What does a secure, safe space look like for a cat? Cats prefer to eat, sleep and use their litter box in an area that they’re not disturbed. If they’re doing these activities and there are loud noises, people moving back and forth or animals interrupting or scaring them, then these activities become stressful. You may need to relocate the cat dish to a higher area if the dog is competing with her for her food or move the litterbox to an area farther away from where the kids are jumping and playing loudly. You may also want to consider offering various locations for your cat to eat, rest and use the litter box to give them alternative options.
In the wild, your cat would be found scratching surfaces and spending time off the ground up on perches or trees. This is where they feel safe and can hide, rest or hunt. If you give your cat opportunities to be elevated off the ground, not only will they be more inclined to stay off your dinner table, but they’ll feel more secure in their environment. Scratching is also a natural desire; in the wild, these marks display rank, give off scent and can even show gender. Placing scratching posts will help save your furniture while encouraging your cat to display their natural feline behavior.
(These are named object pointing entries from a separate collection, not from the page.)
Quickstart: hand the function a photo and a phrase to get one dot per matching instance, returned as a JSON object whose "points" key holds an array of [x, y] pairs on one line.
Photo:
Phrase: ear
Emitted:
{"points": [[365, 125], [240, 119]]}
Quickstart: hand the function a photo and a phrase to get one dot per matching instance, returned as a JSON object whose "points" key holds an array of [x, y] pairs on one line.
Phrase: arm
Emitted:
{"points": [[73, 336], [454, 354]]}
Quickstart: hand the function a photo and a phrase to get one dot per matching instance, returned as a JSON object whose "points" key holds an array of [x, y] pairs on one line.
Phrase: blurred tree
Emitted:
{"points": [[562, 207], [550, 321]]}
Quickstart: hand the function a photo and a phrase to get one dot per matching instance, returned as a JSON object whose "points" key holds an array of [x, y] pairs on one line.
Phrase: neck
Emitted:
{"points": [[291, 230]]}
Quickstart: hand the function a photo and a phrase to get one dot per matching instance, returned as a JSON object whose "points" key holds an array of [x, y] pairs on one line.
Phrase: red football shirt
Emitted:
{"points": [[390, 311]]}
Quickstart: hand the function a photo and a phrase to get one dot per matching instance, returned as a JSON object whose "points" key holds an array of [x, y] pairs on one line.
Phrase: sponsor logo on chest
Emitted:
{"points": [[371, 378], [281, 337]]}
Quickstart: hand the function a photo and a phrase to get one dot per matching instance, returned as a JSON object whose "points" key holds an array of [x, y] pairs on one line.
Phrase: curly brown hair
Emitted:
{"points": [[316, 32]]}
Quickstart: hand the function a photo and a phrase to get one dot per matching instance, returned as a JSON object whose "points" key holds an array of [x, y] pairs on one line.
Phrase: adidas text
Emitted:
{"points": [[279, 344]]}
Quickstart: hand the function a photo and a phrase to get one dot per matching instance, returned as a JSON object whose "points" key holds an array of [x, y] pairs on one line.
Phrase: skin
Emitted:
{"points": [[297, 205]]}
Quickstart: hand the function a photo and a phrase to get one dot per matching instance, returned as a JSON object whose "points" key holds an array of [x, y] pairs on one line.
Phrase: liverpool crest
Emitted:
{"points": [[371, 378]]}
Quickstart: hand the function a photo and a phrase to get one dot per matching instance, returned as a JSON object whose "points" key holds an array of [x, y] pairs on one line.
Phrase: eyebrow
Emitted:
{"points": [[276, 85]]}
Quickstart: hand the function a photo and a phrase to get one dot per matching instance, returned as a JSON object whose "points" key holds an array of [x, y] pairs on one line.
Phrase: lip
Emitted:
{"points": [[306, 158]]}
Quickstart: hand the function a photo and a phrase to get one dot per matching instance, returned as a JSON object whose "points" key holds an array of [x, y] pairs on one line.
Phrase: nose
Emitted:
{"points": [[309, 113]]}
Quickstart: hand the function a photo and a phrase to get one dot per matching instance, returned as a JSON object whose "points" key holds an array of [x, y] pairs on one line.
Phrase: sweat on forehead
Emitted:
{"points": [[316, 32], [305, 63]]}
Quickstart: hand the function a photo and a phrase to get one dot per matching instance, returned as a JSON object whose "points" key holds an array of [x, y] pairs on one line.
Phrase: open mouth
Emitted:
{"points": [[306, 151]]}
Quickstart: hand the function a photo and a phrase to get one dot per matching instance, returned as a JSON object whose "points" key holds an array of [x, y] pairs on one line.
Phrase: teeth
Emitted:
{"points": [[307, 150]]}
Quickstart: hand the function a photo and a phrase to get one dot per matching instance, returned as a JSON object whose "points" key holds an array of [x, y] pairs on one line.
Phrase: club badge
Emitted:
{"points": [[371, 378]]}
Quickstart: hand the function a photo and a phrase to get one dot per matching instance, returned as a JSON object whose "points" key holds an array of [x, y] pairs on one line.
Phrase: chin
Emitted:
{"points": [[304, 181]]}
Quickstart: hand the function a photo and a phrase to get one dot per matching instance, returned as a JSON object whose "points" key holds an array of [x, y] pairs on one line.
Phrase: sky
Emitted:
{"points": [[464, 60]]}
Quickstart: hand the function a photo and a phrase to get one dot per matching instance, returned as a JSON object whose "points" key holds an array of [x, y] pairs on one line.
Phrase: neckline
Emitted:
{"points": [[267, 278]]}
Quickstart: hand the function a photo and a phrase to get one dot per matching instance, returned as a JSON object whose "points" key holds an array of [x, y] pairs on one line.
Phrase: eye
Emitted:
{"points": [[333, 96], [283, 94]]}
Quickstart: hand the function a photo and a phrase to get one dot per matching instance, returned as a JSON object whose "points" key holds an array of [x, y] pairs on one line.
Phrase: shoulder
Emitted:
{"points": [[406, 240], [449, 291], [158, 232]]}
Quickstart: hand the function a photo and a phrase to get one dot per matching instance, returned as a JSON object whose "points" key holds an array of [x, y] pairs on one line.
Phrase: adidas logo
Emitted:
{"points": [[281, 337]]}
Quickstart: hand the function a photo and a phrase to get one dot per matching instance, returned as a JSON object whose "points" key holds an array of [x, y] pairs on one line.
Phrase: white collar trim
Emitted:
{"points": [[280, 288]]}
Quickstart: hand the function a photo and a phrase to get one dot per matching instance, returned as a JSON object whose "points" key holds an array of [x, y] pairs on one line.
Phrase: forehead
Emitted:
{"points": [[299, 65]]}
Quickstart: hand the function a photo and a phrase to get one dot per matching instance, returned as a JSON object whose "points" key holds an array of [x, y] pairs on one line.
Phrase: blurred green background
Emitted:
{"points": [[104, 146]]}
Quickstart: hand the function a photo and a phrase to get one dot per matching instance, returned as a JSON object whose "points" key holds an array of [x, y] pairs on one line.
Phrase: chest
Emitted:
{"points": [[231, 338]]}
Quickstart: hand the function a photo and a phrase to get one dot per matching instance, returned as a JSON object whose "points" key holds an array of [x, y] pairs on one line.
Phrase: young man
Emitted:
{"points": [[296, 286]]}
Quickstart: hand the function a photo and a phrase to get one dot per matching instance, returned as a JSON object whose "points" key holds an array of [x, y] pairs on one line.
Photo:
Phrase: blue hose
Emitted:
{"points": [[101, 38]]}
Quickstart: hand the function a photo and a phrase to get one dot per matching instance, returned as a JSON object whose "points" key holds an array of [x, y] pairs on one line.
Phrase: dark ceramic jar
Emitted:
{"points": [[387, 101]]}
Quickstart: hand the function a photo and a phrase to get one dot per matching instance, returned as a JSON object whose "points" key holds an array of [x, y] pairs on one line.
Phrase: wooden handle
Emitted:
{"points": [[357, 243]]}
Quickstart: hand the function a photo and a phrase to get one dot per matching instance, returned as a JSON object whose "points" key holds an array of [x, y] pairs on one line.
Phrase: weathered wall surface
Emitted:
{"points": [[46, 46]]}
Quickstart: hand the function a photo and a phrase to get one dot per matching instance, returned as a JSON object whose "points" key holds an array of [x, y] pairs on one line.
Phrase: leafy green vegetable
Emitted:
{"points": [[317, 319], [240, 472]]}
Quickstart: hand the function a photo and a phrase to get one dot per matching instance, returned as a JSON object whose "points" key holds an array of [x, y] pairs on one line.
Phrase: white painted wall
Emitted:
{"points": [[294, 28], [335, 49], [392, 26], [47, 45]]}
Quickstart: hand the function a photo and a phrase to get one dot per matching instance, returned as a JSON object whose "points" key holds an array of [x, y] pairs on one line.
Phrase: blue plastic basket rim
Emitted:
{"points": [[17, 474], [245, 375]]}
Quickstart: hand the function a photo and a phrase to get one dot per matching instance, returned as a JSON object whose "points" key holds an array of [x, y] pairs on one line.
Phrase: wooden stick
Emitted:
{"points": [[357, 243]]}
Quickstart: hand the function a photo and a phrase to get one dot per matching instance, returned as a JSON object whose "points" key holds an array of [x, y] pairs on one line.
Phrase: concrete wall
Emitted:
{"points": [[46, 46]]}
Wild cats live in colonies, and domesticated cats are social beings. Every cat has a different temperament and personality; some cats like to be near you but left alone, and others can’t get enough belly rubs. Make sure the people near your cat are calm and unforceful in their interactions and your cat receives consistent socialization each day.
Last, but not least, activity! Give your cat opportunities for their natural predatory behavior. Cats are most interested in things that move, so provide toys that have motion and allow interaction. A jingly ball, feathers on a string… try a variety of options, and your cat will definitely show favorites. You can also incorporate food or treats within toys which provides an opportunity to hunt.
Creating an “environment of plenty” for your feline family member enriches their lives, and our cats enrich our lives. The outcome is a secure, happy, healthy pet and a richer home. What can you add to your cat’s environment today?